This always depends on the input and how perfectionistic the output must be. Technically, a yuv420p input converted to yuv444p output is only lossless if chroma scaling is done with nearest neighbor. Similarly, if the input is RGB, then the output must also be RGB to avoid YUV conversion loss. There are nuances like this to every input/output pair. It’s more than just Shotcut settings to consider, and it’s never set-once-and-forget-it if total perfection is the goal.
Yes. Can the human eye detect the loss? Usually no.
That will probably always be true, but have you tried the latest FFmpeg Git master? It has faster Cineform decoding as well as a new Cineform encoder. Your wish was granted. Maybe it will be fast enough now. See:
What is the goal? “No conversion” sounds like the goal is to retain highest quality, but “fastest decode” sounds like another goal is to edit directly on this high-quality file and performance needs to be better.

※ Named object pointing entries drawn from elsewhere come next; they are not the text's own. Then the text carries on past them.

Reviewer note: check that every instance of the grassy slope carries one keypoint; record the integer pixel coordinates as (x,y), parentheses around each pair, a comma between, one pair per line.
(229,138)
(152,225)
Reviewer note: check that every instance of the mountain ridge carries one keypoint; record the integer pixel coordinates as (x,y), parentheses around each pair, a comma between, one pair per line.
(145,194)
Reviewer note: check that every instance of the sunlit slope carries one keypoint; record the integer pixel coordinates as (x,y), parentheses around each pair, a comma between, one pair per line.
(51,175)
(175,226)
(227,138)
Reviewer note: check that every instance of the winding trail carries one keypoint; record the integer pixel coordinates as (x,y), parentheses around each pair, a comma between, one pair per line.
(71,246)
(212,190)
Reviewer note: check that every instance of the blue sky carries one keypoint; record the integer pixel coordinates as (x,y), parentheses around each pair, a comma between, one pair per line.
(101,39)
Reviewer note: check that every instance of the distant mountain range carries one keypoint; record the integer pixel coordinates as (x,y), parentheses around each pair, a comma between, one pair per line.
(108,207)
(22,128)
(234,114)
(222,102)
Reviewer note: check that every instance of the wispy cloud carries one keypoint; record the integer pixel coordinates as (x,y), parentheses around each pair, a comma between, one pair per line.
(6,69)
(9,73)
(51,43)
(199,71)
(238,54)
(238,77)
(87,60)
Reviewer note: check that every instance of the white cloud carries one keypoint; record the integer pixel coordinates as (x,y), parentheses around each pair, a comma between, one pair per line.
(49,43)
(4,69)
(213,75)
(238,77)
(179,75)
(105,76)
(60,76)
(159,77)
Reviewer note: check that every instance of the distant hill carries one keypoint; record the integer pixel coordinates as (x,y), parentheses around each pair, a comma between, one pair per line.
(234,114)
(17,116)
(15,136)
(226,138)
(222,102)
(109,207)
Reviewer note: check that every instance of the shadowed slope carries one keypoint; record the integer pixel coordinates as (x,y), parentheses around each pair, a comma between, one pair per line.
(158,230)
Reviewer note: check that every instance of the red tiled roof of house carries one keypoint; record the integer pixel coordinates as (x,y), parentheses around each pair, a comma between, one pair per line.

Would you be better served by using the original files (no transcode loss, highest quality, high compression, slow decode) as the source and then do editing on proxies? This workflow is built into Shotcut.
Yes. If there are no filters involved, then command-line ffmpeg makes more sense and will provide greater control.
Essentially. It will be 8-bit values that have been expanded (multiplied) up to 16-bit space. Mathematically, there would be gaps between values that would cause banding if processed further.
Caveat: GPU filters are almost never used. Even if they are, only the processing happens in 16-bit space. The timeline output is still an 8-bit choke point. Exporting as yuv422p10le is still 8-bit expanded to 10-bit, not a native 10-bit pipeline all the way back to the source.